Don't Mess With Texas: Spurs Speak Out Against Potential Raiders Relocation
Spurs Sports & Entertainment "would be against the Raiders, as they are currently structured, relocating to South Texas," according to sources cited by Orsborn & Baugh in a front-page piece of the SAN ANTONIO EXPRESS-NEWS. Spurs shareholder Charlie Amato indicated that SS&E "harbors concerns about its long-term financial health should it be forced to compete with another major league franchise for sponsorships, suite sales and ticket sales." Amato said that the solution would be for SS&E to have "controlling interest in the Raiders or perhaps any other major league franchise that wanted to move to San Antonio." Amato: "I would be more excited about the Oakland Raiders moving to San Antonio if the Spurs ownership group had the possibility of purchasing the team." He added that a Spurs-controlled NFL team would "ensure that the football club would be culturally compatible with the NBA power." Consulting firm The Aspire Group Chair & CEO Bernie Mullin believes NFL teams seeking to relocate should "seriously consider moving to South or Central Texas." Mullin said a recent study by his firm "indicated San Antonio and certainly somewhere between the San Antonio and Austin markets would appear to be extremely viable for the NFL." While Mullin acknowledged that San Antonio "lacks a robust corporate base for pro sports sponsorships," he believes that an NFL team with "only roughly 10 home games per season in such a tourism hotbed as San Antonio would draw fans and sponsors from an 'extremely large radius'" (SAN ANTONIO EXPRESS-NEWS, 8/12).

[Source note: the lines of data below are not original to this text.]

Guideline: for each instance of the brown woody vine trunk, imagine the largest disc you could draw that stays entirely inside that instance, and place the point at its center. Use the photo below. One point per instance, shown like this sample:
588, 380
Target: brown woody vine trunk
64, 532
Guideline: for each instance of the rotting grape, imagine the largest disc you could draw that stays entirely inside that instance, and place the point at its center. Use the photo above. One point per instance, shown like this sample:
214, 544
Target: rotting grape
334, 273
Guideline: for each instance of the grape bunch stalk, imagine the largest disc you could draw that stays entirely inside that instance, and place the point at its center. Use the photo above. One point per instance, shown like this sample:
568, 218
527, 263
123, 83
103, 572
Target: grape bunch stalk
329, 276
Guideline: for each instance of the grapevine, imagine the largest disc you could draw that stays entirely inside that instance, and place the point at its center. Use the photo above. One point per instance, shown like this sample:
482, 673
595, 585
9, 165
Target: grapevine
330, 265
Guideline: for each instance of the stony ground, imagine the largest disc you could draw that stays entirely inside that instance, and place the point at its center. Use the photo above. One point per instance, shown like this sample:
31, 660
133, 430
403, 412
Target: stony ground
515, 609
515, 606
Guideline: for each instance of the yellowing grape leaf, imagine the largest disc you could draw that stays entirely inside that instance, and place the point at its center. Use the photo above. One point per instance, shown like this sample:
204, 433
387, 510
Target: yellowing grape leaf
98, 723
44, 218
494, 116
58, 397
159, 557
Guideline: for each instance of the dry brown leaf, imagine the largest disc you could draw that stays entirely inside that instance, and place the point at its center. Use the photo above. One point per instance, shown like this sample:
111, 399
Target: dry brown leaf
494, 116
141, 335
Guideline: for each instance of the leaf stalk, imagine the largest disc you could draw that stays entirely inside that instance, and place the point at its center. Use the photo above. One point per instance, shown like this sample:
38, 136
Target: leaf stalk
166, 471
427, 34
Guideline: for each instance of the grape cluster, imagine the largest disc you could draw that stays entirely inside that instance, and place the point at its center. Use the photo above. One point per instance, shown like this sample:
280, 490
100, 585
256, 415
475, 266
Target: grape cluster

DON'T HOLD YOUR BREATH: In Lubbock, Enrique Rangel wrote Raiders Owner Mark Davis is "doing what other franchises have previously done when trying to negotiate a new stadium with their host city: They have used the Alamo City as a bargaining chip." The city's TV market ranks 36th in the nation, "not big enough for an NFL team." Also, "a fifth of the city’s population lives under the poverty line and there are not enough Fortune 500 corporations" (LUBBOCK AVALANCHE-JOURNAL, 8/9).